L’islam des partisans d’Ali : le chiisme

Une étude du chiisme doit tenir compte de plusieurs faits : il n’est pas spécifiquement iranien ; il a une longue histoire ; loin d’être unifié, il se subdivise en maints rameaux ; tous les mouvements religieux ou toutes les sectes qui se réclament de lui ou qu’on lui attribue ne relèvent pas de lui. Elle implique aussi qu’on l’oppose au sunnisme dont il est sorti, contre lequel il s’est dressé, qu’il a manqué vaincre, mais qui en définitive l’a emporté puisqu’il est professé de nos jours par 85 à 89 % des musulmans.

Des liens non exclusifs avec l’Iran

Me tromperais-je en disant que, à l’évocation du chiisme, deux idées s’imposent à nous : d’une part celle de l’Iran, d’autre part celle d’une doctrine intransigeante, violente, rétrograde ?

La première peut en partie se justifier parce que des liens étroits et forts existent entre ce pays et la religion professée par la grande majorité de sa population, quelque 80 à 82 %. Elle n’en est pas moins erronée. Le chiisme a pris naissance en pays arabe, s’est exprimé en arabe, a ses principaux lieux saints sur un sol arabe ; ceux qui l’ont institué, dirigé, qu’il vénère et auxquels il se réfère furent des Arabes. Quelques-unes de ses grandes réalisations politiques se constituèrent loin de l’Iran et sans lui, tel le califat fatimide, né en notre actuelle Tunisie et transféré au Xe siècle au Caire où il atteignit une haute prospérité : c’est lui qui fonda la grande métropole, y ouvrit la prestigieuse université d’Al-Azhar et y construisit maints de ses plus grandioses monuments. Enfin, aujourd’hui encore, il y a un peu plus de chiites hors des frontières de la République islamique iranienne qu’en son sein : population de l’Azerbaïdjan du Caucase, ex-soviétique, importantes minorités en Inde, au Pakistan, en Syrie, au Liban, en Afghanistan, en Arabie même – pour ne pas parler de la Turquie où leur nombre n’a jamais pu être établi de façon précise, mais où ils constituent entre 15 et 40 % de la population.

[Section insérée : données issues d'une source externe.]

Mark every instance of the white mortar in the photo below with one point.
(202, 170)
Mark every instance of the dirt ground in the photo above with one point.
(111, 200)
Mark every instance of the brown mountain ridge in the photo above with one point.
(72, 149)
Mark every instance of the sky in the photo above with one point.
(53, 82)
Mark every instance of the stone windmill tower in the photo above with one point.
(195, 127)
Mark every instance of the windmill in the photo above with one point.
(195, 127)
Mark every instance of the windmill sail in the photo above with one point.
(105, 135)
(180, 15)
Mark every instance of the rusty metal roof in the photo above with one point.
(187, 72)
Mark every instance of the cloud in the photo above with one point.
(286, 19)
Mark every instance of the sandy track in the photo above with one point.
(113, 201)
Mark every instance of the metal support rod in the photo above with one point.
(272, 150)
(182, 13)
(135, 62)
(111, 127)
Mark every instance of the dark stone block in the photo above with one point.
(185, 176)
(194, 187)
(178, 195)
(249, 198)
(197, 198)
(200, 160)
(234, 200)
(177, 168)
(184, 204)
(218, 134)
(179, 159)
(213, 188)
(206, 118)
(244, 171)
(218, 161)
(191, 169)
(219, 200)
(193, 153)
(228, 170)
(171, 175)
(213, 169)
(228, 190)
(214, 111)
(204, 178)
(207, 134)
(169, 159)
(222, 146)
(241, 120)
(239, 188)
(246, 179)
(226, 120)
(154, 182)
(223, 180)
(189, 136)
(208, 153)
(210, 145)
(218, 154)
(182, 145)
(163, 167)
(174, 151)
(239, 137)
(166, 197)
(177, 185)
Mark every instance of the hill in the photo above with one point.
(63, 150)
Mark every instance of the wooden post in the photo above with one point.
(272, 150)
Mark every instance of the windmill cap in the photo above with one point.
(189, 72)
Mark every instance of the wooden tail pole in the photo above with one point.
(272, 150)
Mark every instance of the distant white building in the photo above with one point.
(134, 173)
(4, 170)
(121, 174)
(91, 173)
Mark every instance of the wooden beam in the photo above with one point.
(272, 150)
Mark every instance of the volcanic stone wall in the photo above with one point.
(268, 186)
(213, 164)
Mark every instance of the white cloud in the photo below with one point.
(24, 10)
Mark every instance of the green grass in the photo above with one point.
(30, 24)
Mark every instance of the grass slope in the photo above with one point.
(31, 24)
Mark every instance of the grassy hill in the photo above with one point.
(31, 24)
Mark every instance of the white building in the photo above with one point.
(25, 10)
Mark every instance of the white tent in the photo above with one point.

La seconde idée est entièrement fausse et elle est fâcheuse : d’abord elle donne à l’Iran ce qui revient à d’autres – pensons aux talibans d’Afghanistan, aux attentats de l’Algérie – le privilège d’un islamisme pur, dur et agressif, alors qu’il est modéré dans ses doctrines en tous les sens du terme ; elle choque les chiites non iraniens, souvent parmi les plus tolérants des musulmans, parfois hostiles à la charia, la loi coranique. Certes l’Iran a adopté cette dernière et entend s’y tenir, ce qui, en face des agressions athées, laïques, marxistes ou libérales, l’oblige à se montrer autoritaire, intransigeant, voire dictatorial. Mais il y a diverses interprétations de la loi dans le chiisme – il en va de même au sein du sunnisme qui compte quatre écoles juridiques – et qui, globalement, n’en donne pas la version la plus sévère. Ensuite, le caractère de l’Iranien ne le porte pas au rigorisme : il est avant tout poète, rêveur, enthousiaste dans la joie comme dans la tristesse, prêt à exagérer tous ses sentiments et, j’oserais dire, à être volontiers laxiste – ce qui lui permet de savoir faire la part des choses, de trouver quelques arrangements avec le ciel. Quant aux excès et aux violences que l’on a observés depuis la chute du régime impérial, je ne crois pas qu’ils soient imputables au pays ou à sa religion, mais qu’ils sont inhérents à toute révolution.

Chiisme et sunnisme

Il ne saurait être question de décrire ici ce dernier : ce serait exposer toute la religion musulmane. Il suffira de rappeler que le terme est formé sur l’arabe sunna qui signifie « tradition » et implique l’acceptation de l’histoire telle qu’elle est, en rejetant toute innovation, toute déviation, en faisant passer le maintien de l’unité et de la paix interne avant la revendication de justice sociale ou l’aspiration à une religion personnelle – d’où sa méfiance envers le mysticisme. Il se fonde sur le Coran qui est livre révélé par Dieu, parole de Dieu, à suivre à la lettre, puis sur les hadith, dits et actes du Prophète, rassemblés au IXe siècle de notre ère – c’est-à-dire après que ceux qui seront les chiites se furent détachés du rameau commun –, et enfin sur la décision de la communauté adoptée par consensus général, la idjma. En ce sens et parce qu’il est majoritaire, on peut dire qu’il représente l’orthodoxie musulmane, bien que les chiites ne se considèrent pas pour autant comme schismatiques ou hétérodoxes.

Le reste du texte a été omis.